Table (1): Median lethal concentrations of some evaluated insecticides against three field strains of Culex pipiens compared to the laboratory strain.

*RR=Resistance Ratio

Activity of glutathione S-transferase (GST) and esterases in the tested strains of Culex pipiens :

GST and esterases activities in the susceptible laboratory strain and three field strains are shown in Fig. (1). Activities of GST and esterases were found to be significantly higher in all field strains compared to the activities of the susceptible one. The GST activities in the field strains (Abou homoss , Nadi El Said and montaza strains) were 2.57, 2.00 and 1.65 - fold , respectively, of that of the laboratory strain  Abou homoss strain recorded the highest esterases activity (2.26- fold) compared with that of the laboratory strain, while Nadi El Said and montaza strains esterases activities were 2.11 and 1.83-fold of the laboratory strain esterases activities. There was a significant correlation between all enzyme activity levels and insecticide resistance phenotype by populations. The most probable reason for this, as explained by Ahmed and Wilkins (2002), when an insecticide enters an organism, before reaching its target site, it could meet with different enzyme and protein obstacles and as a result of interactions with these enzymes the insecticide is degraded. The latter results agreed to a large extent with the findings of Bisset et al. (2011) who recorded high levels of resistance in all tested strains of the mosquito Aedes aegypti and also they found that resistance ratios were highly correlated with esterase activity (P = 0.00001). On the contrary, the present finding of the correlation between the GST activities and the resistance ratio was disagreed with Bisset et al. (2011) who reported that neither GST nor monooxygenases were associated with the increase in Aedes aegypti resistance to temephos.

The increased detoxification is a common mechanism of resistance to pesticides (Openoorth, 1985). In Culex pipiens, such a mechanism is often involved in resistance to organophosphates . However, the low levels of organophosphate and pyrethroid resistance could be conferred by either the elevated esterase or monooxygenase enzymes (Penilla et al., 1998).

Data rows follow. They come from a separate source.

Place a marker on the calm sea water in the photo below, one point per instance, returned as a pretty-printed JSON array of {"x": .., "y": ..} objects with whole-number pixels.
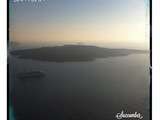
[{"x": 95, "y": 90}]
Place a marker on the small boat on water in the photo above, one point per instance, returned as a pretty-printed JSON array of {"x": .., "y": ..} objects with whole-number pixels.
[{"x": 32, "y": 74}]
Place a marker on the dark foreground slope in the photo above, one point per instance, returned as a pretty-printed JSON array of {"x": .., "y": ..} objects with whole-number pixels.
[{"x": 68, "y": 53}]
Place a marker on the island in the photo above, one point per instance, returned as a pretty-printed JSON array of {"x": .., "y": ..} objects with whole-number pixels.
[{"x": 69, "y": 53}]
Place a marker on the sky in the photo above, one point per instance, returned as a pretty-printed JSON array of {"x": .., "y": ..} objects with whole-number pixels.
[{"x": 107, "y": 23}]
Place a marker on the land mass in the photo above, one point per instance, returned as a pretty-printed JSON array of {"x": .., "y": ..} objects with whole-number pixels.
[{"x": 69, "y": 53}]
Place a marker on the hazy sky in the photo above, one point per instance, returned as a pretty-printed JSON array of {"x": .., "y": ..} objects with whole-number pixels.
[{"x": 109, "y": 23}]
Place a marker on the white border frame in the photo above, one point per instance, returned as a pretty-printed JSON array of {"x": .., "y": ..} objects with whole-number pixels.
[
  {"x": 156, "y": 59},
  {"x": 3, "y": 60}
]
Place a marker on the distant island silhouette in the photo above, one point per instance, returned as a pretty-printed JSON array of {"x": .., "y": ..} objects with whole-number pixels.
[{"x": 69, "y": 53}]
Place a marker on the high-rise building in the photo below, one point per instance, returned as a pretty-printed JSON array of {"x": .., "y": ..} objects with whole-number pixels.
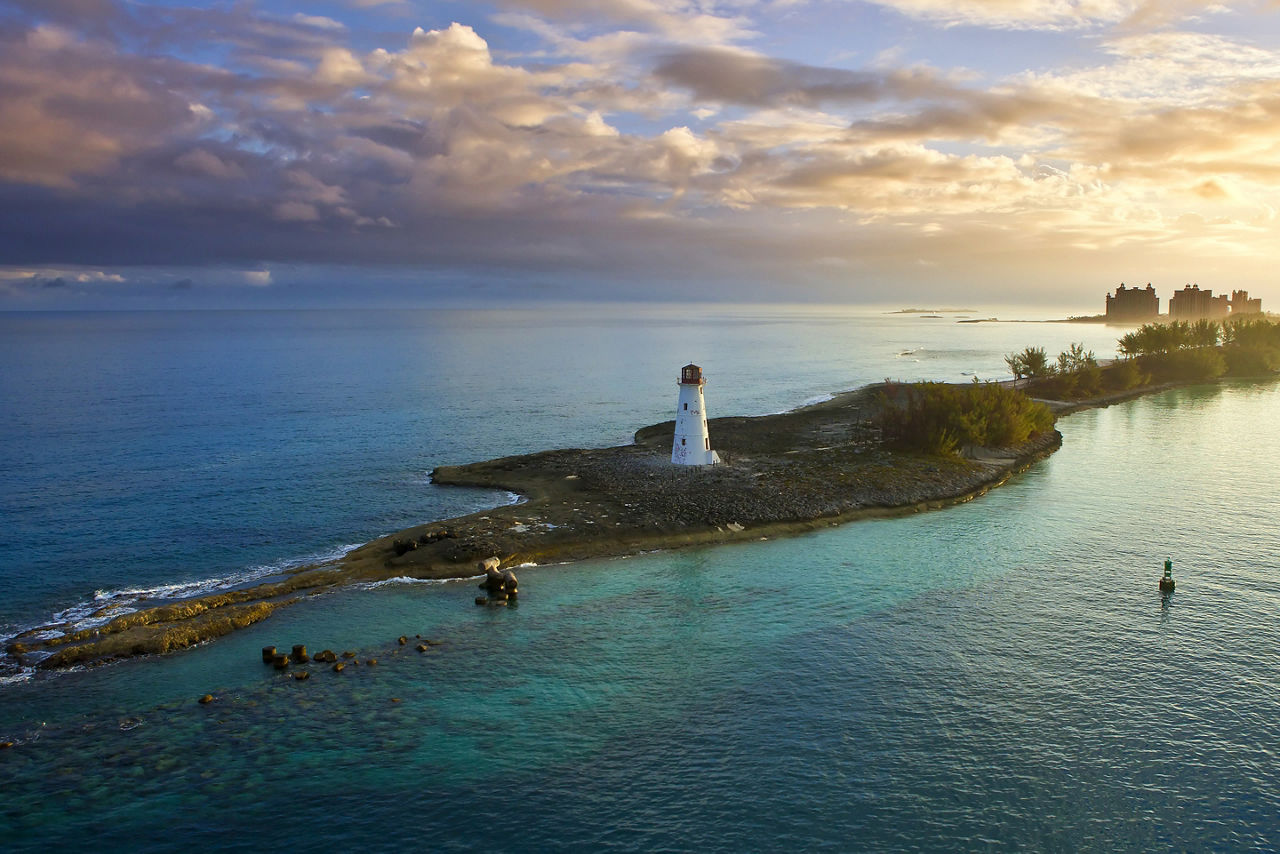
[
  {"x": 1133, "y": 304},
  {"x": 1193, "y": 304}
]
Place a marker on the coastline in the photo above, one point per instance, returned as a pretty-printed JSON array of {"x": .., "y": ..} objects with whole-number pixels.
[{"x": 784, "y": 474}]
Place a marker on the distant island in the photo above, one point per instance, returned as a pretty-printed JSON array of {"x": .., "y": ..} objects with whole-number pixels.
[{"x": 880, "y": 451}]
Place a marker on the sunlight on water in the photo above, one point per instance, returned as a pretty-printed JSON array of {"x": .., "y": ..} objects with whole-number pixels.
[{"x": 1001, "y": 674}]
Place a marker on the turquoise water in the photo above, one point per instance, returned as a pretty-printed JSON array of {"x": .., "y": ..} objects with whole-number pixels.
[{"x": 1000, "y": 675}]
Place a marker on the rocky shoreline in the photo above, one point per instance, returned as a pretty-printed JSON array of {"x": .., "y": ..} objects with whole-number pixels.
[{"x": 816, "y": 466}]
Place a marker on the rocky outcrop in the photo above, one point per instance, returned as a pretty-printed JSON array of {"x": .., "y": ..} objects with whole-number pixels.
[{"x": 795, "y": 471}]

Several earlier workers stated that pyrethroids do not serve as substrates for GST ( Reidy et al., 1990; Grant and Matsumura , 1989) . So, other enzymes systems have been proposed as being responsible for conferring metabolic detoxification of pyrethroids. However , induction of GST activity has been reported not only after exposure to organophophates and organochlorides but also against pyrethroid (Yu and Nguyen , 1996; Kostarpoulos et al., 2001). Reidy et al. (1990) and Grant and Matsumura (1989) reported that there were correlation between the elevated levels of GST and resistance to pyrethroids for Tribolium castaneum and Aedes aegypti, respectively. Therefore, the significantly higher level of GST activity might play a role in pyrethroid resistance in Culex pipiens along with esterase activity.

Figure 1: Activity of gluatthione S- transferases and esterases in the field and laboratory strains of Culex pipiens .

The results of the present study showed that the field populations have highest levels of esterases and glutathione S-transferases activities and resistance to the tested insecticides. These results suggest that esterases and glutathione S-transferases enzymes have major role in metabolic resistance to the used insecticide.